Henrietta Lacks was a poor, Black woman whose cervical cancer cells were taken in the course of her treatment for cervical cancer at Johns Hopkins in the 1950s. Her cells were the first “immortal” cells — cells kept alive in culture – and went on to be widely used in medical research.
Henrietta’s cells were used in the development of the polio vaccine, were sent up in early space missions, and are mentioned in tens of thousands of research papers.
Rebecca Skloot’s book chronicles the history of Henrietta Lacks and her cells (dubbed “HeLa” cells), as well as Skloot’s journey uncovering the story.
Lacks and her family never knew about the vast body of research that was being conducted using the cells, or even that the cells had been taken and used for research at all. She and her family never benefited financially from the selling of HeLa cells. While Henrietta is long dead, her children and grandchildren still struggle to get medical care, and do not have health insurance.

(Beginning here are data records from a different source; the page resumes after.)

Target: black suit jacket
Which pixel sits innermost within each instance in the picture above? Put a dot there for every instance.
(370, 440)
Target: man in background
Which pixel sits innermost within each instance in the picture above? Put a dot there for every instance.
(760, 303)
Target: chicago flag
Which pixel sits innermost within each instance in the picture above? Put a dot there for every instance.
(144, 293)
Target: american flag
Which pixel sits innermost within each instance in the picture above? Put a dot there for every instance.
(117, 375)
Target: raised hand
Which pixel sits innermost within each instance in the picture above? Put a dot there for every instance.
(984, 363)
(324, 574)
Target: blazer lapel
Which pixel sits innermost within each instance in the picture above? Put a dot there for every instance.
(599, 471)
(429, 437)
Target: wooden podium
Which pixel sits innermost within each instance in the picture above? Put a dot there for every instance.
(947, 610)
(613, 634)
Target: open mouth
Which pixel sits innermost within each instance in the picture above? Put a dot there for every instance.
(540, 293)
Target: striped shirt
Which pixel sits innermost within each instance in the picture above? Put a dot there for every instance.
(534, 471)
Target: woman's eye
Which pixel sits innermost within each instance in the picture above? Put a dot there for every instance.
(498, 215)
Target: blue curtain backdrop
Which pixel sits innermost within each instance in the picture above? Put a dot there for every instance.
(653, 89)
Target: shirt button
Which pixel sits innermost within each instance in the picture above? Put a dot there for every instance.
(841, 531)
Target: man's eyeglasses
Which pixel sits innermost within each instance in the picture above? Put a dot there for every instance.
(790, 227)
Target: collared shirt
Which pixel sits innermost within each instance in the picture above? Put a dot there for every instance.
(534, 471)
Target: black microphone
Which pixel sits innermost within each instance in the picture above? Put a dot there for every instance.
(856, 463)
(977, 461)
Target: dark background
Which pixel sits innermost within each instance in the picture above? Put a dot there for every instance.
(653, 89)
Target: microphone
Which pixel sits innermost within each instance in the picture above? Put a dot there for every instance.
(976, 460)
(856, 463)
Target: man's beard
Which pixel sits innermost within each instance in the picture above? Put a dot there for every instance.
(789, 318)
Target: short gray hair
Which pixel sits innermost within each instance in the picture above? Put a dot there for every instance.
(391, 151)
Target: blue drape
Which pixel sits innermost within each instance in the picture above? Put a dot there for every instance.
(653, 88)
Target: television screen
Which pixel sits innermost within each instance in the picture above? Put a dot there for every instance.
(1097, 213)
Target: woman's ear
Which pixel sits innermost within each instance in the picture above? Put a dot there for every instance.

In the course of her talk, Skloot read snippets of the book and discussed questions of ethics, race and class raised by the story. She talked about whether the family should be compensated, the kind of medical care Henrietta received in John Hopkins’s “colored” ward, and the past and current use of cells and tissue from people’s biopsies and other procedures for later medical research (which may make money for biotechnology corporations). It was really interesting, and I highly recommend the book to anyone interested in these issues.
Skloot has established the Henrietta Lacks Foundation to fund scholarships and medical care for members of the Lacks family. The text of an interview earlier this year with Skloot on NPR’s Fresh Air is available here.
Via the OBOS Facebook page: Erin commented on the post, and said that there’s a terrific Radiolab episode called “Famous Tumors.” It features Ms. Lacks. http://www.radiolab.org/2010/may/17/henriettas-tumor/
Lacks’ story, and Skloot’s courageous telling of it, opens multiple Pandora’s boxes. I thought a lot about it earlier this year, when I saw Skloot speak and wrote about it for Women’s Voices for Change (http://womensvoicesforchange.org/the-immortal-life-of-henrietta-lacks-author-rebecca-skloot-on-race-research-and-ethics.htm). The dialogue she began will probably be going on for generations to come.
The women of Baltimore Hebrew Cong., a reformed Jewish Cong. would love to have Ms. Rebecca Skloot come a speak to us. Ms. Skloot’s book is the book of all times with a message to all people. I loved this book and could not put it down. My telephone number is 410-504-5840.
Please come to Baltimore
While the book itself charmed me, the afterword scared me. Apparently, “there are a growing number of activists—ethicists, lawyers, doctors and patients—arguing cases and pushing for new regulations that would grant people the right to control their own tissues.”
Here’s my problem with that: after living over twenty years with multiple sclerosis, I can tell you that as much as I would like the right to control my own tissues, I have made the painful discovery that my tissues have a mind of their own. Without medical intervention, my T-cells would continue to attack the cells in my central nervous system, and I’d be out of luck.
Maybe these people complaining about their rights are still healthy. I have news for them. “Their own tissues” are going to betray them some day. And where’s the first place they will turn? They won’t turn to their lawyer. They will turn to their doctor.